Managed care organizations (MCOs) may be able to reduce costs by reorienting provider incentives away from excessive resource use and toward more affordable and efficient treatments. Giving people access to reasonably priced healthcare has also allowed MCOs to flourish, which has reduced expenses. The patient’s access to physicians, specialists, laboratories, and hospitals is governed by these systems. The MCO regulation promotes thorough patient screening and integrated care delivery systems (Bendicksen, L., & Kesselheim, 2022). MCO wants to maintain high-quality healthcare at reasonable pricing.

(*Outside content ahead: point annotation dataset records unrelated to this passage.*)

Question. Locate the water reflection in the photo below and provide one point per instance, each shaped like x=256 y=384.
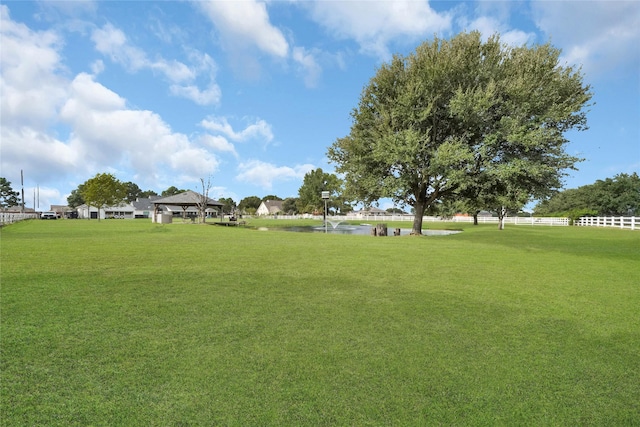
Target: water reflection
x=362 y=230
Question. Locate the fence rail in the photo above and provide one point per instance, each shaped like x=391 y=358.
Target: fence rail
x=11 y=217
x=630 y=222
x=550 y=221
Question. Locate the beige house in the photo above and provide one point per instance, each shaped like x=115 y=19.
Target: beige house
x=269 y=207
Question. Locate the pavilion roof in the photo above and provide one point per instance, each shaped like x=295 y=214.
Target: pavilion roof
x=188 y=198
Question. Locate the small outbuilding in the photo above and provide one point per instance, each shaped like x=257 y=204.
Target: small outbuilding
x=185 y=200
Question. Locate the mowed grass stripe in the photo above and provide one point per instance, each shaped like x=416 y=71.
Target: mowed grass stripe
x=127 y=322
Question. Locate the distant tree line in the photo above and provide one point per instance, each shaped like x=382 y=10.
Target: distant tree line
x=619 y=195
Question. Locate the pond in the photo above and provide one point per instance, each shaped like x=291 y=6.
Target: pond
x=362 y=229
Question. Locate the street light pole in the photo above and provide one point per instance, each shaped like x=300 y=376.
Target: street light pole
x=325 y=197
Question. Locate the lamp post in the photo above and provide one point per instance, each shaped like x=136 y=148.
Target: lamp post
x=325 y=197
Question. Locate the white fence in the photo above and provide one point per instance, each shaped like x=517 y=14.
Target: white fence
x=609 y=221
x=468 y=219
x=11 y=217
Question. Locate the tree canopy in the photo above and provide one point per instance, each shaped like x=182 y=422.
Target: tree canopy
x=249 y=204
x=463 y=119
x=102 y=190
x=310 y=193
x=172 y=191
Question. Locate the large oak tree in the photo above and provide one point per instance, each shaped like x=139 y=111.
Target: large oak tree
x=463 y=118
x=103 y=190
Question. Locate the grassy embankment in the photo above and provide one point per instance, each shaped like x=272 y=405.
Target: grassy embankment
x=131 y=323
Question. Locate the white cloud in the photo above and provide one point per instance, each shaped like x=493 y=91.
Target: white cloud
x=259 y=129
x=30 y=85
x=308 y=66
x=264 y=174
x=374 y=24
x=487 y=26
x=113 y=43
x=105 y=132
x=246 y=23
x=43 y=157
x=218 y=143
x=601 y=35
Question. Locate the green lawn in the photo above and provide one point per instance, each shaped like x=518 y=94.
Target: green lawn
x=131 y=323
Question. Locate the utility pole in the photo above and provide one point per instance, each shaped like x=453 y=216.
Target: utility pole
x=22 y=185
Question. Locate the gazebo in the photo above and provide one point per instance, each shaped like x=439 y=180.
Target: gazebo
x=184 y=200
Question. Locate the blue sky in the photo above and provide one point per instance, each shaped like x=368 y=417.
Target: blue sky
x=252 y=93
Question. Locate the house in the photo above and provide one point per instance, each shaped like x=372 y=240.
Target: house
x=60 y=210
x=269 y=207
x=122 y=211
x=143 y=206
x=184 y=204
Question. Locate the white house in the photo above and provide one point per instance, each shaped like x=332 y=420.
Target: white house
x=368 y=212
x=269 y=207
x=92 y=212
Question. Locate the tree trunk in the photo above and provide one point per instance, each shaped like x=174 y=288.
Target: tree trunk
x=419 y=208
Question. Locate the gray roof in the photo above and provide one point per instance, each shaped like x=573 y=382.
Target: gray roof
x=144 y=203
x=188 y=198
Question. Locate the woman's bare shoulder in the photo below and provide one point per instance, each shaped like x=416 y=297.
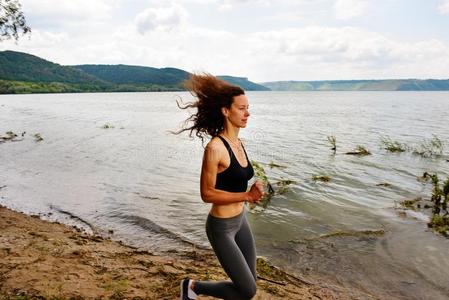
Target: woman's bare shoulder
x=215 y=144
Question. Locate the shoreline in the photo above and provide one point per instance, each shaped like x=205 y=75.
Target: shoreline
x=45 y=260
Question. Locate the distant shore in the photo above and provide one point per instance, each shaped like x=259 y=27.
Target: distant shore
x=44 y=260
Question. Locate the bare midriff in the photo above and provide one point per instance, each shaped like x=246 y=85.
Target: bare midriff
x=226 y=211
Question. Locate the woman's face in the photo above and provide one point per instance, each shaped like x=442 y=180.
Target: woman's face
x=238 y=113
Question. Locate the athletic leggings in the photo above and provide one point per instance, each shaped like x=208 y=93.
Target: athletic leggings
x=233 y=243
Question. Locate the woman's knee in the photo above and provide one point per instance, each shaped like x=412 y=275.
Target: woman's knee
x=249 y=291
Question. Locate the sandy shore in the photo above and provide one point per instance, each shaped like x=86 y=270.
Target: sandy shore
x=43 y=260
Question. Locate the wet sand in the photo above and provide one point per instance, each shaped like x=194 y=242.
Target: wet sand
x=44 y=260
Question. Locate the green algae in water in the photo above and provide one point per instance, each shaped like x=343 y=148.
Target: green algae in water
x=322 y=178
x=333 y=141
x=393 y=146
x=359 y=151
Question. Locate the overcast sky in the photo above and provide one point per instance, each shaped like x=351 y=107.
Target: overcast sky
x=264 y=40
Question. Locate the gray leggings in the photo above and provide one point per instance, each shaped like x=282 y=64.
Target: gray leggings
x=233 y=243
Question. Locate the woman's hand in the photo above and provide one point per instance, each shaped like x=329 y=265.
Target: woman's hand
x=256 y=192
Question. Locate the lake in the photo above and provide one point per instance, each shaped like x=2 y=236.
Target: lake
x=138 y=183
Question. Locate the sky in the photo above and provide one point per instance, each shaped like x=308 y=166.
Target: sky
x=264 y=40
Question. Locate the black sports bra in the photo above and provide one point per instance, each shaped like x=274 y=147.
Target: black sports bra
x=235 y=178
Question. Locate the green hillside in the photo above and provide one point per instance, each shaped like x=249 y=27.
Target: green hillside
x=124 y=74
x=19 y=66
x=25 y=73
x=361 y=85
x=244 y=83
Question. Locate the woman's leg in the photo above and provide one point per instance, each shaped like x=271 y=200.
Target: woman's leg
x=245 y=241
x=222 y=234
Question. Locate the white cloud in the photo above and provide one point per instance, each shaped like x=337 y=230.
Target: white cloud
x=347 y=9
x=342 y=53
x=168 y=35
x=164 y=18
x=63 y=11
x=443 y=8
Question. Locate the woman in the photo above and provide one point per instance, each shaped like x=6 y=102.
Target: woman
x=222 y=109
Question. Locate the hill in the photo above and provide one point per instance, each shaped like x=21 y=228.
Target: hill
x=19 y=66
x=361 y=85
x=124 y=74
x=244 y=83
x=26 y=73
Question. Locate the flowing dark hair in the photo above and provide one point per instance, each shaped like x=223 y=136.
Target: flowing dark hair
x=212 y=94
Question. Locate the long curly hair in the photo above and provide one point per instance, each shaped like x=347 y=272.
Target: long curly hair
x=212 y=95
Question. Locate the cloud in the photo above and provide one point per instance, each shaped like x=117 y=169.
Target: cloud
x=443 y=8
x=348 y=9
x=64 y=13
x=164 y=18
x=168 y=35
x=343 y=53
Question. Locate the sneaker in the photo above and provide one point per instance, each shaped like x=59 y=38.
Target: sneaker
x=185 y=289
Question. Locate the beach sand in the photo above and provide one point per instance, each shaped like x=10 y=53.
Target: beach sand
x=44 y=260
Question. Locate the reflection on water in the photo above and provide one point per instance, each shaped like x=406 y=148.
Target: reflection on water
x=143 y=183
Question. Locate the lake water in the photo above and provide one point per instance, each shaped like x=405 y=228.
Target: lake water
x=142 y=182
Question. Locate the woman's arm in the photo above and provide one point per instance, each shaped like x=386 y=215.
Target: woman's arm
x=209 y=171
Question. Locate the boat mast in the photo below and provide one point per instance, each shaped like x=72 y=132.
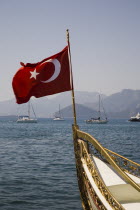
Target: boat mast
x=59 y=111
x=72 y=90
x=99 y=107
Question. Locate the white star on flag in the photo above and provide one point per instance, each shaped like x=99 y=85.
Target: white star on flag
x=33 y=74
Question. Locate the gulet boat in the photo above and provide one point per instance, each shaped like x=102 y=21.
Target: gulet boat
x=106 y=179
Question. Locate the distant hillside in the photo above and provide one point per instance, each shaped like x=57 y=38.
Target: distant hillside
x=119 y=105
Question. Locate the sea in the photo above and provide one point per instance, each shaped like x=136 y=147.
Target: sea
x=37 y=163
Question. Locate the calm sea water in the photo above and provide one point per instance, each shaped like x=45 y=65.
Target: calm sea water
x=37 y=165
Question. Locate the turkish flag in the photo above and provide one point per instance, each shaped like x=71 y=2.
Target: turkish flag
x=50 y=76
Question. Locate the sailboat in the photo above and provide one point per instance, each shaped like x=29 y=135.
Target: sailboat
x=135 y=118
x=106 y=179
x=58 y=117
x=27 y=118
x=98 y=120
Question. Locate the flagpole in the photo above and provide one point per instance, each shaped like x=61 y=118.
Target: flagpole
x=72 y=91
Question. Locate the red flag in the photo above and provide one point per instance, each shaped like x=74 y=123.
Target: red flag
x=50 y=76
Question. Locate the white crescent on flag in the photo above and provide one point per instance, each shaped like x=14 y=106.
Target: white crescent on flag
x=56 y=71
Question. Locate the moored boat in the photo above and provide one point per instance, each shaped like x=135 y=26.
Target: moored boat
x=100 y=119
x=58 y=116
x=135 y=118
x=27 y=118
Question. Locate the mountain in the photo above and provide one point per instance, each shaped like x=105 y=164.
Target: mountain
x=119 y=105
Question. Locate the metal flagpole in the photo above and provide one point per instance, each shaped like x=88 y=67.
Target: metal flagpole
x=72 y=91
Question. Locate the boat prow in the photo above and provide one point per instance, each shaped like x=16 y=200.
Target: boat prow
x=106 y=179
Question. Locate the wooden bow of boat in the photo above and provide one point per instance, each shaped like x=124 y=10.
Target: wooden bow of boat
x=106 y=180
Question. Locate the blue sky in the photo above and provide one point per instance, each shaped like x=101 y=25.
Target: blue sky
x=104 y=37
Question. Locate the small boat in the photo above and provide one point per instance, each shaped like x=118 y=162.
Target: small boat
x=27 y=118
x=136 y=118
x=100 y=119
x=58 y=117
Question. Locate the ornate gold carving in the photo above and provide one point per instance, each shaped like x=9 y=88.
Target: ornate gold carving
x=88 y=194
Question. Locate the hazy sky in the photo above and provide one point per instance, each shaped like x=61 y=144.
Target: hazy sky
x=104 y=37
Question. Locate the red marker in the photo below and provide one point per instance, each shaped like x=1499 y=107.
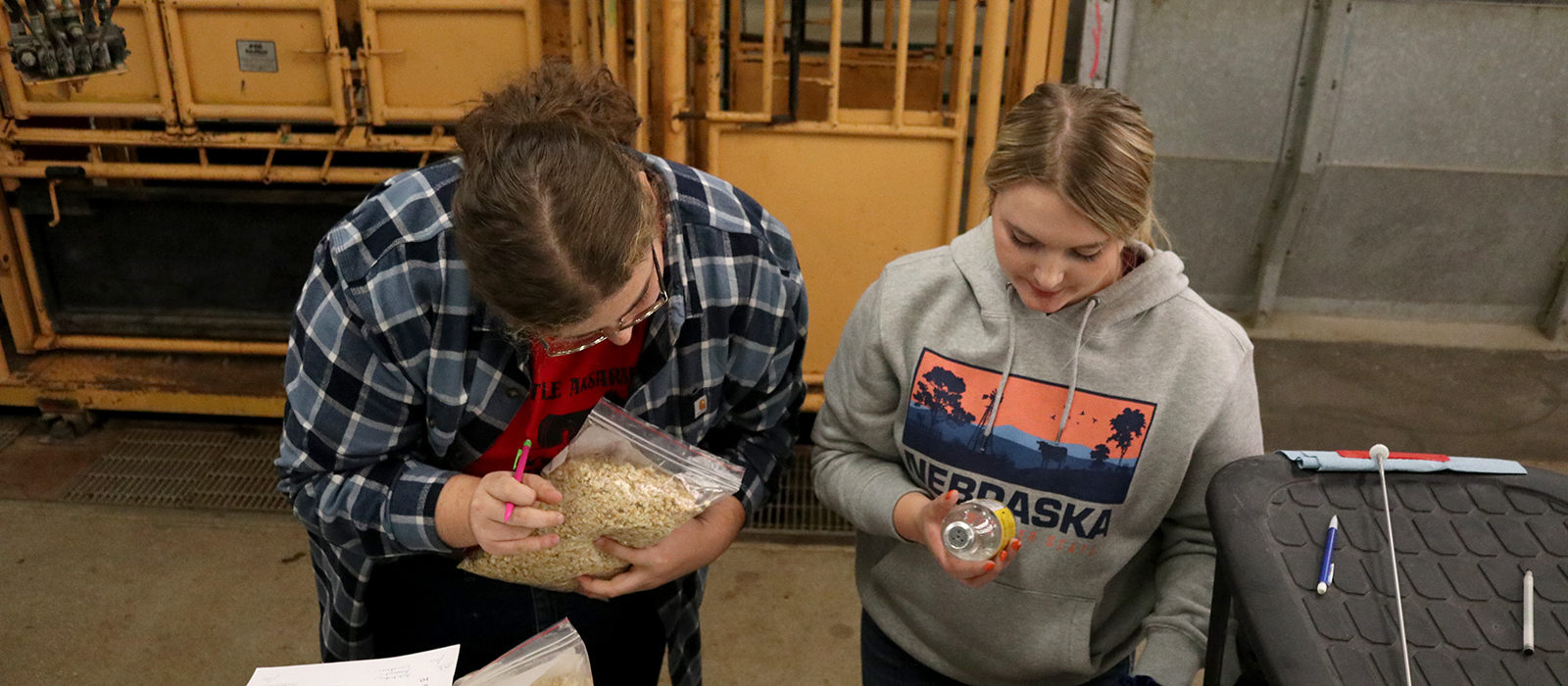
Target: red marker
x=517 y=464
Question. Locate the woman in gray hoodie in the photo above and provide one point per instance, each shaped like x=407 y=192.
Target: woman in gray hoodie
x=1055 y=362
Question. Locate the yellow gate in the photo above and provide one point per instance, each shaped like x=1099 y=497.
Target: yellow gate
x=859 y=149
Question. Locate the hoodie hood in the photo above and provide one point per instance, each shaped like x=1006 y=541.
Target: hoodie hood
x=1154 y=280
x=1098 y=426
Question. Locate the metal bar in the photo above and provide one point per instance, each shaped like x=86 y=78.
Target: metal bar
x=866 y=23
x=963 y=74
x=901 y=60
x=370 y=57
x=674 y=66
x=640 y=66
x=577 y=11
x=1058 y=41
x=41 y=324
x=943 y=10
x=613 y=38
x=165 y=345
x=336 y=63
x=797 y=44
x=713 y=55
x=161 y=63
x=216 y=172
x=768 y=26
x=177 y=60
x=13 y=285
x=1306 y=135
x=595 y=31
x=888 y=25
x=988 y=109
x=1013 y=74
x=734 y=8
x=835 y=58
x=533 y=18
x=948 y=133
x=321 y=113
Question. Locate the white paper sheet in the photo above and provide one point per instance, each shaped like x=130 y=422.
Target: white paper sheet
x=431 y=667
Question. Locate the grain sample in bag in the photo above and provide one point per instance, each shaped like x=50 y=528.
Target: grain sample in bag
x=618 y=478
x=554 y=657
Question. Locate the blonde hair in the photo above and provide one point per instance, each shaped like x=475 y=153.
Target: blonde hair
x=1092 y=148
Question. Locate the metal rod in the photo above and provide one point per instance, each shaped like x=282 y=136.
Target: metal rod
x=577 y=19
x=797 y=42
x=640 y=66
x=888 y=26
x=216 y=172
x=733 y=66
x=167 y=345
x=613 y=38
x=13 y=285
x=835 y=58
x=43 y=326
x=360 y=140
x=901 y=71
x=988 y=109
x=713 y=55
x=336 y=63
x=1058 y=41
x=948 y=133
x=676 y=63
x=943 y=10
x=963 y=74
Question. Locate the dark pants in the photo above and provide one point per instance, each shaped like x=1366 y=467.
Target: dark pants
x=425 y=602
x=883 y=662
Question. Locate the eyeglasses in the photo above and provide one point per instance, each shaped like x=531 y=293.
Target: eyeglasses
x=564 y=346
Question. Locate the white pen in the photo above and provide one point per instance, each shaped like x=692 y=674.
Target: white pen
x=1529 y=612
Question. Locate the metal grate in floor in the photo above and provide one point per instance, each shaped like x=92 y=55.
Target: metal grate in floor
x=12 y=428
x=184 y=468
x=796 y=508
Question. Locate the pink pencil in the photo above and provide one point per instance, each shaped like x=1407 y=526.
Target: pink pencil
x=517 y=464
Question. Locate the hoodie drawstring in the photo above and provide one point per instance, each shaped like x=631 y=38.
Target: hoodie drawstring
x=1007 y=369
x=1078 y=346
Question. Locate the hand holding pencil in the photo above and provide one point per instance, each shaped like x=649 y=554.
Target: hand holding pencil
x=517 y=464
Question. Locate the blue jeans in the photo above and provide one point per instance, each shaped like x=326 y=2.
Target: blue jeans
x=883 y=662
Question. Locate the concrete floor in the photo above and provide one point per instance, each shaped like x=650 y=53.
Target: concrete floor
x=201 y=597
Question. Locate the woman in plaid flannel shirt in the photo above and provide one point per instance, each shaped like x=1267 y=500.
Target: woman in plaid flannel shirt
x=422 y=327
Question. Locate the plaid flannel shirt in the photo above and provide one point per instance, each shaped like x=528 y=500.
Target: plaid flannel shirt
x=397 y=379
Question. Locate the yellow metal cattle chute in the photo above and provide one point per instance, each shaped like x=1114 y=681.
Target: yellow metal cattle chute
x=862 y=152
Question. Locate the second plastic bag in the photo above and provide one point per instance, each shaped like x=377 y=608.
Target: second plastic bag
x=554 y=657
x=618 y=478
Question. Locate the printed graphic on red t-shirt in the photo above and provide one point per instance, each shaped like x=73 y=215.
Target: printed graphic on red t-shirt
x=564 y=390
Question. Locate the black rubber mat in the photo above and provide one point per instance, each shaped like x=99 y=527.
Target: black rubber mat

A few of the offered markers of quality of care include access to healthcare, preventative and behavioral strategies, and treatment for acute and chronic diseases (Butler, 2019).
However, aside from highly compensated system administrators and CEOs, the business incentive often explains why patients lack faith in the system and why many peopled are dissatisfied. Other issues include the overuse of emergency rooms, a growing lack of beds for patients, and the provision of follow-up social services to patients (Urmie et al., 2020). These issues are all related to replacing highly trained nursing and medical staff with less trained assistants in order to save money.
The complicated and sometimes disorganized MCO landscape is constantly interacting with APN/APRNs, just like it is for other primary care doctors. The majority of patients treated in nurse-run health centers are either uninsured or self-paying, while the remaining have insurance, which may pay a portion of the cost of their care at nurse-run health centers (Butler, 2019). Attempts to increase access to treatment and enhance the quality of care might be hampered by MCOs’ contractual behavior (Urmie et al., 2020). These regulations make it more difficult for APNs and APRNs to access patients who need care the most and disrupt the continuity of care inadvertently.
References
Bendicksen, L., & Kesselheim, A. S. (2022). Anticipated efficiencies, real costs: Medicaid managed care organizations and the pharmacy benefit. Journal of Managed Care & Specialty Pharmacy, 28(3), 354-361.
Butler, S. M. (2019). How an expanded vision of managed care organizations could tackle inequities. JAMA, 321(21), 2063-2064.
Urmie, J. M., Murry, L. T., Deng, H., & Doucette, W. R. (2020). Iowa community pharmacies’ experiences with Medicaid managed care. Journal of the American Pharmacists Association, 60(4), 624-630.